Plan to improve college attainment levels
New Hub to cut college dropout rate.
Measures to cut the number of college students failing to complete their courses are be rolled out nationwide.
A new College Quality Improvement Hub will focus on reducing the full-time further education withdrawal rate of 25%.
This follows a successful two-year pilot that saw an increase in student completions and identified some of the reasons why students decide to leave early – including complex personal issues, funding, or not initially choosing the right course.
The Hub will also enhance professional development opportunities for school and college staff, improve collaboration among colleges, and provide access to practical tools and information from other successful projects.
Speaking at the College Development Network (CDN) conference in Glasgow, Further Education Minister Richard Lochhead said:
“I want to substantially reduce the current 25% dropout rate in colleges so that more Scottish college students not just enrol, but stay the course.

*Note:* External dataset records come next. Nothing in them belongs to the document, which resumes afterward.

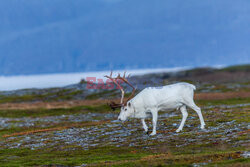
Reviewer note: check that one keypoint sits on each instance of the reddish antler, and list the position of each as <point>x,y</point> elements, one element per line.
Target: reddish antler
<point>114,105</point>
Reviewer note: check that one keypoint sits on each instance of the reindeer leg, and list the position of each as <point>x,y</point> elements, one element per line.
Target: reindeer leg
<point>154,120</point>
<point>144,125</point>
<point>184,117</point>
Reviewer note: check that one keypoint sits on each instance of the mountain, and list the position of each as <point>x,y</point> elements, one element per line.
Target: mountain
<point>89,35</point>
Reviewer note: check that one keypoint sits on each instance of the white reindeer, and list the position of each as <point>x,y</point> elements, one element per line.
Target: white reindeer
<point>153,99</point>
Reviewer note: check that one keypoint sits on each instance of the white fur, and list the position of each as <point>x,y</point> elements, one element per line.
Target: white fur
<point>153,99</point>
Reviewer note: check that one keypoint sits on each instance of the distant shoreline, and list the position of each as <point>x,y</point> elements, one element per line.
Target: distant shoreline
<point>9,83</point>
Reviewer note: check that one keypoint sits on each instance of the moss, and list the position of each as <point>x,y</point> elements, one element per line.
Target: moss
<point>53,112</point>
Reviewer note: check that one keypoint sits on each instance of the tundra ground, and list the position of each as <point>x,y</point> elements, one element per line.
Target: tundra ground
<point>87,133</point>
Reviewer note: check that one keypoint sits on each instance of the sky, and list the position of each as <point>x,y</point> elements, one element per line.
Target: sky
<point>62,36</point>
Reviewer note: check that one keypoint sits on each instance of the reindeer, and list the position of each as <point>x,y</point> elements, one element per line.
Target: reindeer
<point>153,99</point>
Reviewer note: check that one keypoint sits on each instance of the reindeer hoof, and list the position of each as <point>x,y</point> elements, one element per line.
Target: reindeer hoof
<point>202,126</point>
<point>152,134</point>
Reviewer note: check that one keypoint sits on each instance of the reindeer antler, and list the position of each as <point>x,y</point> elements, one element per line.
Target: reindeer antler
<point>114,105</point>
<point>127,82</point>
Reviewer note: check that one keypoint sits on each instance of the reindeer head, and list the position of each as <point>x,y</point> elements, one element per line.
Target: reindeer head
<point>126,107</point>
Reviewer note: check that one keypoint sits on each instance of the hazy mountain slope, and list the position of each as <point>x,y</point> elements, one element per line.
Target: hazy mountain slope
<point>67,36</point>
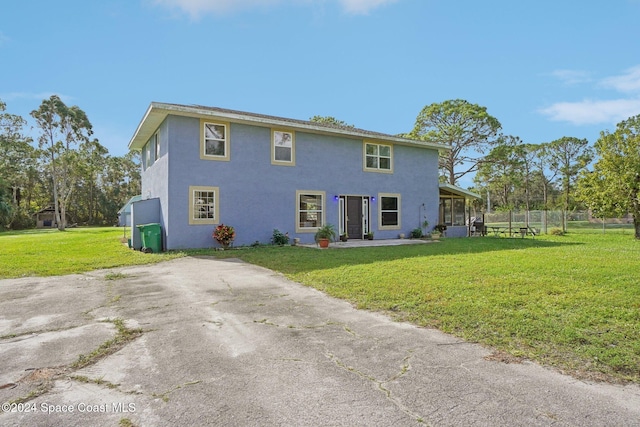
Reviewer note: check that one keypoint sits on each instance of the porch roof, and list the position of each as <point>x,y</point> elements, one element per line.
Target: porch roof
<point>158,111</point>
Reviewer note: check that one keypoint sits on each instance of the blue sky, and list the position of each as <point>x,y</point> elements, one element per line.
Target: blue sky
<point>545,69</point>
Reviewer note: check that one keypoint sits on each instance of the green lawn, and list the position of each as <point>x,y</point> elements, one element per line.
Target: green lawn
<point>568,301</point>
<point>52,253</point>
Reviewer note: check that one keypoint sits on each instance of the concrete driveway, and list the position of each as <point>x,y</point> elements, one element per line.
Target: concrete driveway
<point>222,342</point>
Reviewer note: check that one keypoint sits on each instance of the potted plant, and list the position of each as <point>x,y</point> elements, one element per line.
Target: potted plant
<point>325,234</point>
<point>224,235</point>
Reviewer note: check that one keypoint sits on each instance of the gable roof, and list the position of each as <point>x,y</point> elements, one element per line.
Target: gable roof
<point>127,206</point>
<point>157,112</point>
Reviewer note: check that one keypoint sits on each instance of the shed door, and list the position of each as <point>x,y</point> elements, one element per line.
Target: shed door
<point>354,217</point>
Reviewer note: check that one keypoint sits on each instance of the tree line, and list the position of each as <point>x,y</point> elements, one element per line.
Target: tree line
<point>64,168</point>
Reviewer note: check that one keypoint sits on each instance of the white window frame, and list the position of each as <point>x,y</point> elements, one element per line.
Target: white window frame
<point>381,211</point>
<point>203,141</point>
<point>275,142</point>
<point>193,202</point>
<point>300,228</point>
<point>377,156</point>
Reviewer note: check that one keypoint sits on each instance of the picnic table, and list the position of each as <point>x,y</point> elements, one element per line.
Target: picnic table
<point>512,231</point>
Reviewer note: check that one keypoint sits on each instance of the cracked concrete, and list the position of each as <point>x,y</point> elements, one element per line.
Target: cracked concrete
<point>227,343</point>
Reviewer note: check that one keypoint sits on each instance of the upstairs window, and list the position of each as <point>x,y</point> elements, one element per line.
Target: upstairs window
<point>378,157</point>
<point>214,141</point>
<point>283,148</point>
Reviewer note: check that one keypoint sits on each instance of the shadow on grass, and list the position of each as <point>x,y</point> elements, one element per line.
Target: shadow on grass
<point>291,259</point>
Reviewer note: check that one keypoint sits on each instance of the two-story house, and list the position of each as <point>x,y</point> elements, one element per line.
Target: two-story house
<point>204,166</point>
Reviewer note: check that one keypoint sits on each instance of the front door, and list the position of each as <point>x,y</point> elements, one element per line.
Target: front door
<point>354,217</point>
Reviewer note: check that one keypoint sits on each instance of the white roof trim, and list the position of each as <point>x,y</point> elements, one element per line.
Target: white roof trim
<point>157,112</point>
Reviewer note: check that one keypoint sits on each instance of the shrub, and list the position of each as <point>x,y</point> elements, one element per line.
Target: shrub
<point>279,238</point>
<point>224,234</point>
<point>416,233</point>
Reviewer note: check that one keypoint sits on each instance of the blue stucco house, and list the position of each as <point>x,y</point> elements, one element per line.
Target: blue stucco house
<point>204,166</point>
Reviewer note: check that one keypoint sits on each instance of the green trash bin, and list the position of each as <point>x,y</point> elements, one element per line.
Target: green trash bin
<point>151,235</point>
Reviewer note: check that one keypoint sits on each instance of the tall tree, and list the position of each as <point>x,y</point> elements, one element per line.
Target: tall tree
<point>467,128</point>
<point>542,162</point>
<point>568,157</point>
<point>614,184</point>
<point>62,129</point>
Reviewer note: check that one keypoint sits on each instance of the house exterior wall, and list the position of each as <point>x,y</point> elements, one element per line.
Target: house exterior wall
<point>256,196</point>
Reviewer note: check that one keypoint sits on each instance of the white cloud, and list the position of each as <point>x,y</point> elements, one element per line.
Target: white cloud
<point>197,8</point>
<point>590,112</point>
<point>41,96</point>
<point>628,82</point>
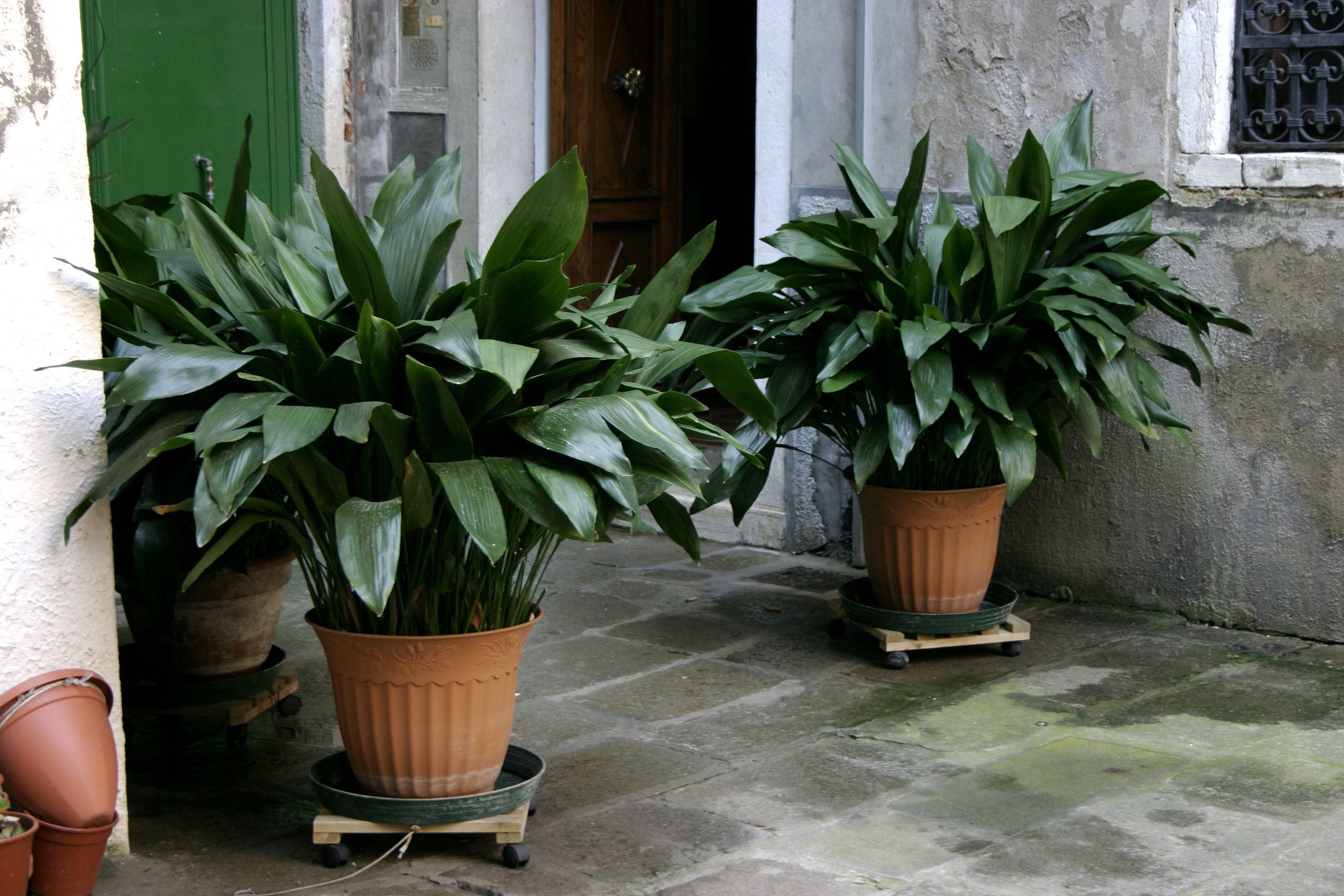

“Although significant attainment challenges still persist, the pilot showed that targeting specific courses and cohorts with concerted efforts to ensure they stay does make a difference. In the wake of the pilot’s success, I have now tasked CDN to establish this new Hub to offer a tailored service to help the college sector cut the number of those leaving early, improve attainment levels and raise overall performance.
“This represents a new partnership approach to quality improvement in Scotland’s colleges. Ultimately the aim is to ensure more students emerge with a college qualification that will help them fulfil their potential.”
Scottish Funding Council data showed 13,443 withdrawals (27%) from full-time, further education study at colleges in 2016-17.
The College Development Network promotes best practice across Scotland 26-strong college network by providing a platform to share and discuss college expertise and learning.
‘How good is our college?’ is an ongoing quality framework for colleges, which allows institutions to evaluate the quality of learning, teaching, and leadership. The framework integrates the assurances sought by Education Scotland, with the performance ambitions of the Scottish Funding Council’s Regional Outcome Agreements.